Aïcha Sangaré © D.R.

« L’Afrique bouge, sa jeunesse est très active et créative. Il est nécessaire d’être en accord avec cette évolution permanente et avec la réalité économique en Afrique », prévient Aïcha Sangaré, conseillère consulaire pour la Chambre de commerce Côte d’Ivoire en Nouvelle-Aquitaine, également chef d’entreprise bordelaise engagée, qui rappelle que « l’Afrique ne doit pas être vue comme un seul bloc », mais comme « une multitude d’écosystèmes ». Pour faire du business avec ces pays, il est donc important « d’aller sur le terrain, de favoriser la relation directe avec les interlocuteurs locaux », estime la dirigeante de l’École Professionnelle de Médiation et de la Négociation (EPMN), qu’elle a fondée en 2003 et développée en Côte d’Ivoire en 2015. Une relation de confiance nécessaire pour passer du modèle de l’aide à celui de la coopération, et rendre les échanges « bénéfiques pour les deux côtés, et dont la clé est la nécessaire réciprocité de l’intérêt à l’autre », poursuit-elle. C’est pourquoi il faudra s’appuyer sur « des facilitateurs ayant les codes et pouvant faire le relai ».
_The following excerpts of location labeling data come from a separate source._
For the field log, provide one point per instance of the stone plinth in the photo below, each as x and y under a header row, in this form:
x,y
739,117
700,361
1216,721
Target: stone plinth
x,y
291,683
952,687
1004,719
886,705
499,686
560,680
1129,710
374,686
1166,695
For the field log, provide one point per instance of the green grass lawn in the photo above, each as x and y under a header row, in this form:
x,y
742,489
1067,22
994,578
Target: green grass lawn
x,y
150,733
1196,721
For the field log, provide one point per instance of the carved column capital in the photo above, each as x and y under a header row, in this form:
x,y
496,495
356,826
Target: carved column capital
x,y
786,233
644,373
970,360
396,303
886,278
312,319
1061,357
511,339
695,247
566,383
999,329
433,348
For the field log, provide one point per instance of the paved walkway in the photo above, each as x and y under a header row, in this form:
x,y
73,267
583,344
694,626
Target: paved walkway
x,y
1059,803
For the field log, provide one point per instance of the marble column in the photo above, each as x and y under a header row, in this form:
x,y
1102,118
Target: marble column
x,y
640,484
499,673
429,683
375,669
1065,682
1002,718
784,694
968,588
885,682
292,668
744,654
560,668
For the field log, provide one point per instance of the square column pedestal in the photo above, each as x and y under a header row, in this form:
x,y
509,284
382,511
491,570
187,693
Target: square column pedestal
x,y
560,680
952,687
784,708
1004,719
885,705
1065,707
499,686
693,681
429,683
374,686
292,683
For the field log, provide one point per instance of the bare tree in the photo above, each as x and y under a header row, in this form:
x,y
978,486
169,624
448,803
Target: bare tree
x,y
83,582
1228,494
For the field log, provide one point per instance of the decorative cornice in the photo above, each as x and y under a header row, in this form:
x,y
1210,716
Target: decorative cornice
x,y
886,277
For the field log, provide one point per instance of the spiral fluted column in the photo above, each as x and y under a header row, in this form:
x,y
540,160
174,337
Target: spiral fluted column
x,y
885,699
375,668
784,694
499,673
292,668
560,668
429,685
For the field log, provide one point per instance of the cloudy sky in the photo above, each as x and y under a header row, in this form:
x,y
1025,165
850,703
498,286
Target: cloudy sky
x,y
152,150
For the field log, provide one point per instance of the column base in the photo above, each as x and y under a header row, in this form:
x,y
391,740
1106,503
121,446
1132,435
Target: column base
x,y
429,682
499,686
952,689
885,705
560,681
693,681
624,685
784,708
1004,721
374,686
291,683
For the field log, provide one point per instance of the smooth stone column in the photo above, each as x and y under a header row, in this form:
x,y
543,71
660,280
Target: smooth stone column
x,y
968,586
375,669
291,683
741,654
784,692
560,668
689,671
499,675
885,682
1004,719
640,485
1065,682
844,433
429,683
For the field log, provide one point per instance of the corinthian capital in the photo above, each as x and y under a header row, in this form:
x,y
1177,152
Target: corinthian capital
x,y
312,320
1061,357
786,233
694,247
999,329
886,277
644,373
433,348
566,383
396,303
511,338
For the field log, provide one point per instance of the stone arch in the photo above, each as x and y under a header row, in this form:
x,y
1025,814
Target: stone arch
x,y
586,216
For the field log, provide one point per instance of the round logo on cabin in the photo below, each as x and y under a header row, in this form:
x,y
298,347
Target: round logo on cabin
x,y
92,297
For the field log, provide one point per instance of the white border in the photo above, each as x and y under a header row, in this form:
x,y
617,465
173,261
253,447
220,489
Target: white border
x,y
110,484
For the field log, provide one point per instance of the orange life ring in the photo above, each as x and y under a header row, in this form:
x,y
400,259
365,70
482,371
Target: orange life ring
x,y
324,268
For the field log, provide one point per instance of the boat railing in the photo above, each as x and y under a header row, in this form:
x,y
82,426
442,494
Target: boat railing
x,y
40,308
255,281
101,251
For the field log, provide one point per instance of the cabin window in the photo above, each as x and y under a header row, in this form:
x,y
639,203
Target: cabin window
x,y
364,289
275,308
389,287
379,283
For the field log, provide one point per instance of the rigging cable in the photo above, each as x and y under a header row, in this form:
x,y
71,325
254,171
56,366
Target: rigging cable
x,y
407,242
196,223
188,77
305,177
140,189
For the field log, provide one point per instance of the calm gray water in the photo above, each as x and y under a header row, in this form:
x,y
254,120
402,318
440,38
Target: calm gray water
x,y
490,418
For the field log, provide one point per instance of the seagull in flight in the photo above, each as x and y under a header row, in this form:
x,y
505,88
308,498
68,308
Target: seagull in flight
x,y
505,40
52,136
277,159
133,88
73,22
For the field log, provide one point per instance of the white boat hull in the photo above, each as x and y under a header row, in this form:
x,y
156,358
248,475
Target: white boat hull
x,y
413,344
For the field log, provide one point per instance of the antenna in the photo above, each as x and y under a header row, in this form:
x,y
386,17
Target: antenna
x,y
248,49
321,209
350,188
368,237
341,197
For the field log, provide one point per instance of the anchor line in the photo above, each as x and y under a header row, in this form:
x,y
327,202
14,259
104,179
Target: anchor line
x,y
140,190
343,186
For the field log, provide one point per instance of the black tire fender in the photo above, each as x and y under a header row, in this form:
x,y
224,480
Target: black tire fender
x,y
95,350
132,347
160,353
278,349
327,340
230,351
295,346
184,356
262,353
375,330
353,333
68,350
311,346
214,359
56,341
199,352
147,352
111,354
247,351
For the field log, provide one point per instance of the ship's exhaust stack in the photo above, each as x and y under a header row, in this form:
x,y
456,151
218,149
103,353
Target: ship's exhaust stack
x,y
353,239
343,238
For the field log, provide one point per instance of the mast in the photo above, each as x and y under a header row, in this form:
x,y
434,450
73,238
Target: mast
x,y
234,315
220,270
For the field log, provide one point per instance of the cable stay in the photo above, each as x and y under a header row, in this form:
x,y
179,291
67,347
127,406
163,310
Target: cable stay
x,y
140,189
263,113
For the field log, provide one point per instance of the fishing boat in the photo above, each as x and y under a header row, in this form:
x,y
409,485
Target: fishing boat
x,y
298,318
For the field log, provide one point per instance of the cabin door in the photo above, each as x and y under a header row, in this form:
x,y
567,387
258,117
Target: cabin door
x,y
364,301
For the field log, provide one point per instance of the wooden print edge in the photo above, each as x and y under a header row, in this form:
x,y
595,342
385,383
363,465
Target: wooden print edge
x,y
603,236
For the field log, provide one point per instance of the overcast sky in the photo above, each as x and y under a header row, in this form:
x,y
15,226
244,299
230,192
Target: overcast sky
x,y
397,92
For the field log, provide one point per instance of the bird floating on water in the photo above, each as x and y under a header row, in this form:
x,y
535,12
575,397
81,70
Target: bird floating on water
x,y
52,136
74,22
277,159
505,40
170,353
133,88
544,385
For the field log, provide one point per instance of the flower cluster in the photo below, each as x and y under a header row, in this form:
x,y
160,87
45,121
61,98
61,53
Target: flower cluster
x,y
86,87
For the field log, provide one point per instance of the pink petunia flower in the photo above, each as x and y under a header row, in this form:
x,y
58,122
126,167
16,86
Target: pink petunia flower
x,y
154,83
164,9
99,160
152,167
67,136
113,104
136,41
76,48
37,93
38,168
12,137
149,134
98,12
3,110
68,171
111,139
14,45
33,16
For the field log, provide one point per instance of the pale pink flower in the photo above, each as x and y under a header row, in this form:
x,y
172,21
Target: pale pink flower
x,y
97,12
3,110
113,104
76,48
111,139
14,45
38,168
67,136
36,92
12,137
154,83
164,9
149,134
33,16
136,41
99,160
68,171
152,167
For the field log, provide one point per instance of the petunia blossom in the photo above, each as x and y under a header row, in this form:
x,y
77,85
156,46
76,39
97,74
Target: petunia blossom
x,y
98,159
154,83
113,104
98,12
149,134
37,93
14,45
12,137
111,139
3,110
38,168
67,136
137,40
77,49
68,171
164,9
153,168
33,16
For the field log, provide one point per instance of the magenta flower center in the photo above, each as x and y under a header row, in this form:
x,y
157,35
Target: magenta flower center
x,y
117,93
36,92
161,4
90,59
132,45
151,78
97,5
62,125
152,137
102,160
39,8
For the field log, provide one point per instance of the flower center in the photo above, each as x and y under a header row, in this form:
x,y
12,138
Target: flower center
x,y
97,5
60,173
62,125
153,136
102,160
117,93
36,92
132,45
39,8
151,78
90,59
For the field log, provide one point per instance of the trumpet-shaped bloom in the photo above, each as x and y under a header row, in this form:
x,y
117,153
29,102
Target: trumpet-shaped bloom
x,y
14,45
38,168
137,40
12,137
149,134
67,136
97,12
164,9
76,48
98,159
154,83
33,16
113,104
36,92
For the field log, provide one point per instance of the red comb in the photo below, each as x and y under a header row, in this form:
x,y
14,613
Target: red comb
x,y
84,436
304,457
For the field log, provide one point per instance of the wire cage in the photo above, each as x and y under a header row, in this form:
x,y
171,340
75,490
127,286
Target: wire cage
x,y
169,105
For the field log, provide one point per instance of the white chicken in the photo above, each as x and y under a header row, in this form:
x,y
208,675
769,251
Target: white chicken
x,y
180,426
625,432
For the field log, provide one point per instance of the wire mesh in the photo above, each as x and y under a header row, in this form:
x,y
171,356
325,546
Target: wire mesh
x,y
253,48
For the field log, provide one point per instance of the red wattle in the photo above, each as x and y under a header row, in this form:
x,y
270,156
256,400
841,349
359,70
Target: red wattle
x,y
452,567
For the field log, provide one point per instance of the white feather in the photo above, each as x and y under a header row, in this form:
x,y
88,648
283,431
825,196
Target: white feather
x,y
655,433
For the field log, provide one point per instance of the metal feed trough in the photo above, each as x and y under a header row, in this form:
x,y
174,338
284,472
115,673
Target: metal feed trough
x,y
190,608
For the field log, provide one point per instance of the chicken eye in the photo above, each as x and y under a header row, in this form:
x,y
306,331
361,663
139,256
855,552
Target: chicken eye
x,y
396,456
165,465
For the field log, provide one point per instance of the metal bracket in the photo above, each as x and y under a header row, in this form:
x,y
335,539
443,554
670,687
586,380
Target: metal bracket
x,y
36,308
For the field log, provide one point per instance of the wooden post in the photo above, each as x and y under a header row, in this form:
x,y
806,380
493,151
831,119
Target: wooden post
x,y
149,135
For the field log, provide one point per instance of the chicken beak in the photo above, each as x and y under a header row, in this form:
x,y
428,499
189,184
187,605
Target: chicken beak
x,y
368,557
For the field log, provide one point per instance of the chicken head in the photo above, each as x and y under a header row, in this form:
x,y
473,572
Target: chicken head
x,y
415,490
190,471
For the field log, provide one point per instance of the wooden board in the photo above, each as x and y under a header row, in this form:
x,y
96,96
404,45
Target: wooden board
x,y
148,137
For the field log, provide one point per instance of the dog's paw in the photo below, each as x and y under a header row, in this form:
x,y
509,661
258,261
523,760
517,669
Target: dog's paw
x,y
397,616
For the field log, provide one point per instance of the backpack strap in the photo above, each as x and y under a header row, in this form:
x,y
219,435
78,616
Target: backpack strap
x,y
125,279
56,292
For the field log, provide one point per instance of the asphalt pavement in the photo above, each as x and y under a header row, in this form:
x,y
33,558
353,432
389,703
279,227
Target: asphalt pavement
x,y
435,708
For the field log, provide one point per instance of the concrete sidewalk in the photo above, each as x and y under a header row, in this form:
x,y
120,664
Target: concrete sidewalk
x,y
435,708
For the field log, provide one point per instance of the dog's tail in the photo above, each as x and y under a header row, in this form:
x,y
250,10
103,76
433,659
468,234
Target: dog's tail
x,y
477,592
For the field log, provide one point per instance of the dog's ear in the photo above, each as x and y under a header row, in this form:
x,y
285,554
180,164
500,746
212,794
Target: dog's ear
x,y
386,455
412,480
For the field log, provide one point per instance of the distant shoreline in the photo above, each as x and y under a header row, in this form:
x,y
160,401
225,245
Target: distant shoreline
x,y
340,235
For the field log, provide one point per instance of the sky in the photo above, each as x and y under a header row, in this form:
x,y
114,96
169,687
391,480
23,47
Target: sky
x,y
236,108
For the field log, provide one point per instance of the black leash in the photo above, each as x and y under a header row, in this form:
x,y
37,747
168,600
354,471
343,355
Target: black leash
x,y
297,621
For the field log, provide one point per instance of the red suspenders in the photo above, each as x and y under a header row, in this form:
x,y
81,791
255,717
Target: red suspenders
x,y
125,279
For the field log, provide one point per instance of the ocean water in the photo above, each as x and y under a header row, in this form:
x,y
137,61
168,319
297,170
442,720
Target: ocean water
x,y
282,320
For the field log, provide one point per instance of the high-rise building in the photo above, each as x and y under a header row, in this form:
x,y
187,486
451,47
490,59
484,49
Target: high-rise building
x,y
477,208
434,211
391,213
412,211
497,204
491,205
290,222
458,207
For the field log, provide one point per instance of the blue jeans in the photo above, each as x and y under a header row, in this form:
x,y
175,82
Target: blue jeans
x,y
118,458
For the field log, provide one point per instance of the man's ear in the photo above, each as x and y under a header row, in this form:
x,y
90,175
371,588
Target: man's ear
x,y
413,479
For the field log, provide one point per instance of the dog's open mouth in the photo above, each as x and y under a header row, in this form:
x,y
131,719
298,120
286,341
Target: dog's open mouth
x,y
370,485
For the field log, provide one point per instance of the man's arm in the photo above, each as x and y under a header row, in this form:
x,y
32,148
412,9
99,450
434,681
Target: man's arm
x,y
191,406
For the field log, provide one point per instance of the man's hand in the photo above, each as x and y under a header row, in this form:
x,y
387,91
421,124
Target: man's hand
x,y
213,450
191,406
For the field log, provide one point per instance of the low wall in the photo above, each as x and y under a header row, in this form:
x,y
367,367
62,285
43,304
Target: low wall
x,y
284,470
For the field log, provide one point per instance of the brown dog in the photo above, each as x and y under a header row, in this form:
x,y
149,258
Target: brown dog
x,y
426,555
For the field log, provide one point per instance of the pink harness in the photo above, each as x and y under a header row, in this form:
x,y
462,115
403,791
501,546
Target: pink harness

« Il y a une diaspora africaine non négligeable, des liens historiques… Bordeaux ne pourra pas échapper à ces changements si elle veut pérenniser sa relation avec l’Afrique », estime cette experte de la médiation. Le tissu économique bordelais a tout à y gagner : « l’Afrique est l’avenir du monde. Elle a beaucoup à nous apporter », assure Aïcha Sangaré, récemment à l’initiative de la branche Export de la CPME Gironde.

Pierre de Gaétan Njikam

« La diaspora comme trait d’union »

Pierre de Gaétan Njikam

Pierre de Gaétan Njikam © D.R.

Pour faire du business avec l’Afrique, il faut d’abord la comprendre. Savoir qu’elle est multiple et complexe, « entre tradition et modernité. Dans le temps présent, concrète, tout en pensant au long terme », commence Pierre de Gaétan Njikam, ancien adjoint d’Alain Juppé, qui a œuvré durant près d’une vingtaine d’années pour « faire de Bordeaux le partenaire privilégié de la relation entre l’Afrique et la France ». Il faut aussi tenir compte « de l’intuition et de la sensibilité des Africains. Tout commence donc par la dimension humaine et relationnelle ». Selon ce Bordelais originaire du Cameroun, et plus précisément du Royaume Bamoun, aujourd’hui directeur général de la Fondation Castel pour l’Afrique, « chaque problème rencontré en Afrique constitue une opportunité ». Mais pour bien comprendre ce continent « qui évolue de façon accélérée, il faut des traits d’union. D’où l’intérêt de travailler avec les diasporas africaines en France, qui doivent être engagées », estime celui qui est aujourd’hui conseiller municipal et métropolitain, et chargé des relations institutionnelles et des partenariats au CBSOA. C’est pour cela qu’il a créé, il y a une dizaine d’années à Bordeaux, les Journées nationales des diasporas africaines, les JNDA. « L’Afrique est un espace d’opportunités et d’investissement », résume-t-il, il en est donc persuadé : « il faut entretenir la flamme de la relation avec l’Afrique, et Bordeaux peut mieux faire ».